We get all sorts of people; I would say they are from any part of the country, from any part of the society rich or poor. We do have working class people coming in as well. They do have a lot of money, like £5,000 we’ve seen.
SatoshiPoint is one of the many projects that SatoshiSolutions is dealing with. The main idea is to break down the barriers to entry and make the use of cryptocurrencies easier than fiat money. At the moment, SatoshiPoint has ATM’s in 25+ locations across the United Kingdom with great news to come in 2018.
Anti Money Laundering (AML) and Know Your Customer Policies (KYC)
2017 was the best year for the cryptocurrencies. The market capitalization grew extraordinarily and every month reaches new all-time highs. At the moment, the virtual currency market has passed half a trillion dollars and for 2018 experts predict that it will keep growing.
Institutions and governments are also paying close attention to Bitcoin and other cryptocurrencies. Bitcoin and other altcoins have always been mentioned in the media as the currencies of the dark web. And relevant entities are aware that criminals and terrorist have allegedly been using them to perform different illegal actions, though these pale in comparison to the “dark money” that travels through the traditional system.
New regulations and different policies to control the activities around cryptocurrencies increased during this year. It is important for enterprises and cryptocurrency exchanges to operate under the Anti Money Laundering and Know Your Customer policies, often for their own protection against individuals attempting fraud. And some of them view it as a positive sign to work legitimately under such criteria.

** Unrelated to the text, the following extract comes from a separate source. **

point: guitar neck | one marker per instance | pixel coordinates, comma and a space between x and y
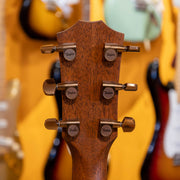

These are the reasons why the Treasury of the United Kingdom is prepared to regulate the cryptocurrency market. According to local media, “the Treasury has disclosed plans to regulate Bitcoin that will force traders in so-called cryptocurrencies to disclose their identities and report suspicious activity.”
Many UK based businesses already follow AML/KYC procedures so any regulatory criteria are likely to already be adhered to, with possibly a few small changes for some businesses. This will further allow cryptocurrencies to establish themselves further within the UK.
“Every person has to be physically registered with our system. We take their ID, we take their picture and we upload them into the system. So it is checked if the details and all the documents are legitimate and they can be recognized by the system,” explains Koloz.
Registered customers £2k a day unregistered customers £500 a day customers that try and do multiple transactions will have their wallet address blacklisted, and last tx held back until ID is given and possible SARs reporting will take place.